A nosso ver, refletir acerca da intervenção dos pixadores nas Bienais de Arte e observar o modo como instituições artísticas tentam “controlar” e/ou capturar as dinâmicas de criação de pixadores configura-se como situação particular em que esse tipo de intervenção pode configurar-se como política. Evidentemente nem toda pixação se desdobra para além do gesto transgressivo e perturbador de apropriação do espaço urbano, severamente associado ao vandalismo e ao crime. Abordar a pixação via Rancière pareça nos apontar alguns dilemas que merecem ser aqui apontados. Um primeiro dilema deriva da distinção que esse autor estabelece entre polícia e política. De modo geral, a polícia não se confunde com o poder em sua estrutura institucional (nem com os agentes das forças armadas), mas opera a partir de uma lógica ou de um regime “distribui os corpos no espaço de sua invisibilidade ou visibilidade e coloca em concordância os modos de ser, do fazer e do dizer que convêm a cada um” (Rancière, 1995, p. 50). Nessa lógica de adequação de funções, espaços e maneiras de ser não haveria lugar para “desencaixes”: todos estão devidamente inseridos em lugares pré-definidos. Por sua vez, a política teria como função principal perturbar esse arranjo, intervindo sobre o que é definido como visível e enunciável.

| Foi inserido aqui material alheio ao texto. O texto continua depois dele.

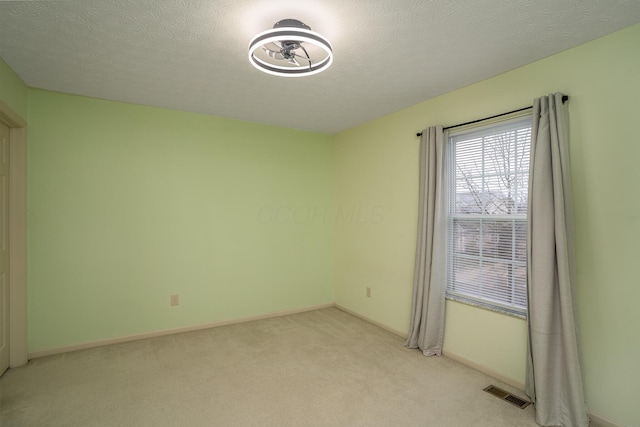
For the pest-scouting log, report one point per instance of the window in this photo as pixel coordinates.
(487, 215)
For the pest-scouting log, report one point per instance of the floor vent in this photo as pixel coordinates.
(505, 395)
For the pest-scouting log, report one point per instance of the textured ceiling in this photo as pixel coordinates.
(191, 55)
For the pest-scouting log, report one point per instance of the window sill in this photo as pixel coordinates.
(486, 307)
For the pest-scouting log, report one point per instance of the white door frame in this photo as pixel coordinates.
(18, 355)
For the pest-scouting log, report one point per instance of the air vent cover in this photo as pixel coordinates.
(505, 395)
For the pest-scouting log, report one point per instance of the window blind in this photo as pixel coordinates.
(487, 214)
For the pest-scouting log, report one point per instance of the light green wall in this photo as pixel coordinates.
(13, 92)
(376, 164)
(129, 204)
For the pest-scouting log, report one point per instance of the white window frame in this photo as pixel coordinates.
(489, 293)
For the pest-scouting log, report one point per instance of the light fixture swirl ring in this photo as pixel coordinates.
(290, 37)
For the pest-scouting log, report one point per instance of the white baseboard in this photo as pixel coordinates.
(598, 421)
(470, 363)
(365, 318)
(118, 340)
(485, 370)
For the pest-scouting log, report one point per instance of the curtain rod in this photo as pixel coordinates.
(565, 98)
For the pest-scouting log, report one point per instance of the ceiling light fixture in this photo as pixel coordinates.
(290, 49)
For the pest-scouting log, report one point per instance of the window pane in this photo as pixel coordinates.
(488, 175)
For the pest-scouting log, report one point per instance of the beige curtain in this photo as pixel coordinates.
(427, 309)
(554, 380)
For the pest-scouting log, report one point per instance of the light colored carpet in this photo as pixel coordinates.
(320, 368)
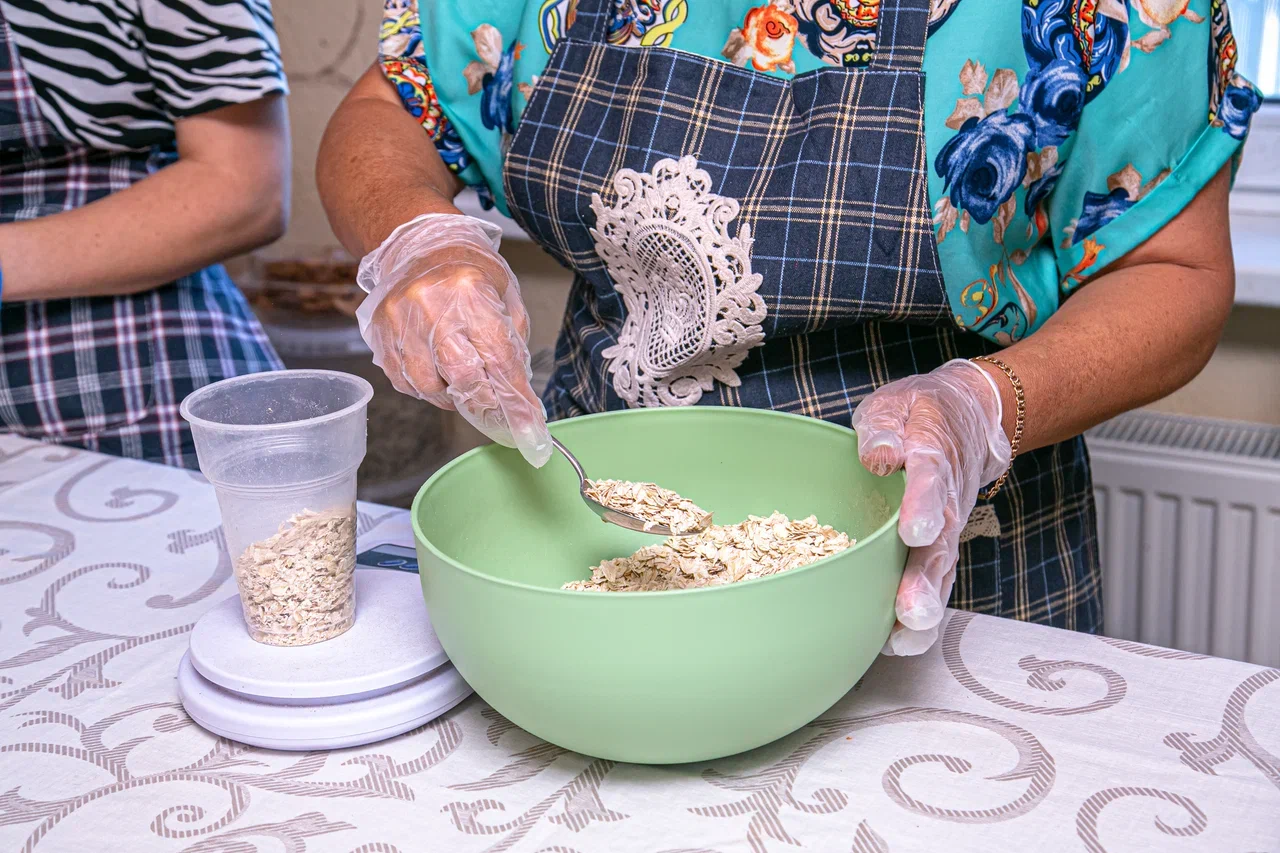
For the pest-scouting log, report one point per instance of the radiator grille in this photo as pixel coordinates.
(1189, 533)
(1202, 434)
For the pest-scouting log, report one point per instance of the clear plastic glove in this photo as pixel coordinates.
(444, 320)
(945, 429)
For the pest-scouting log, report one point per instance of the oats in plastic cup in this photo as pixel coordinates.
(282, 450)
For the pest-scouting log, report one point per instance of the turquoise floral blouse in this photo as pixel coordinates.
(1061, 133)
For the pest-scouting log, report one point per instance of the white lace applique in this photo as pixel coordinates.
(690, 295)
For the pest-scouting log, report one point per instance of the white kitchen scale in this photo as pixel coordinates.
(384, 676)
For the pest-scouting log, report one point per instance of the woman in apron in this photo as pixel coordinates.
(140, 142)
(764, 205)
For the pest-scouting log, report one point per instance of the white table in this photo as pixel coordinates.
(1006, 737)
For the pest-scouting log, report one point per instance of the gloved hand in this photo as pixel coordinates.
(945, 428)
(444, 320)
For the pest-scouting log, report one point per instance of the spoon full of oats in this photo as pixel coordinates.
(639, 506)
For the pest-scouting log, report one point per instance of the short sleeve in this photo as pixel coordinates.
(205, 54)
(403, 62)
(1173, 115)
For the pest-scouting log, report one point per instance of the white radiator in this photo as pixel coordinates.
(1189, 533)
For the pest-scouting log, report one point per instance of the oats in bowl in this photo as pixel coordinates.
(654, 505)
(720, 555)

A articulação entre polícia e política feita por Rancière tem sido abordada pelos críticos como bastante problemática: de um lado, a política não se reduz à polícia e, de outro, não pode existir sem ela. Segundo Davis (2010), Rancière nos mostra que a tensão entre ambas se manifesta frequentemente sob a forma da transformação de ordens policiais, mas não de sua destruição ou esfacelamento. Contudo, quando a política interrompe a ordem policial, esse momento de irrupção é reabsorvido pela ordem policial e teria o papel

de reconfigurá-la, se não fosse a violência empregada pela resistência policial às mudanças requeridas pelas ações políticas. A política precisa da polícia como sua inimiga, mas dela não se emancipa. Não há uma política pura, afirma Rancière, uma vez que a política não anseia por um lugar fora da polícia (Chambers, 2011). “Não há lugar fora da polícia, mas há modos conflitantes de fazer coisas com os lugares que esses modos alocam: reordenando-os, reformando-os ou desdobrando-os” (Rancière, 2011a, p. 6). Não se pode reservar o termo “política” à ação emancipatória, reservando à polícia as ações opressoras. As ações dos pixadores aqui analisadas certamente atendem a essa dinâmica de perturbação causada pela irrupção de uma cena de dissenso no âmbito do consenso policial. Mas são elas suficientes para sustentar transformações de longo prazo no substrato policial? A transgressão e afronta que caracterizam suas formas de intervenção trazem um gesto político que, para além de produzir mudanças na ordem policial, promova também mudanças e reconfigurações do senso comum, dos quadros de sentido que recortam o sensível? Autores como Slavoj Žižek (2004) e Peter Hallward (2009) afirmam que Rancière não explica por que e como exatamente a política irruptiva irá perturbar a ordem policial, e nem como as irrupções darão origem a um processo de mudanças que se sustente ao longo do tempo. Para ambos, os desdobramentos do enfrentamento polícia/política são pouco explorados, sendo que a política poderia se resumir a uma ação provocadora, perturbadora, que interrompe o fluxo de operações da ordem policial, mas que acaba se configurando como pontual, como lampejo, sem um planejamento para a efetiva incorporação das mudanças reivindicadas. Pode a cena dissensual perdurar para além da encenação de uma reivindicação, demanda, dano ou conflito?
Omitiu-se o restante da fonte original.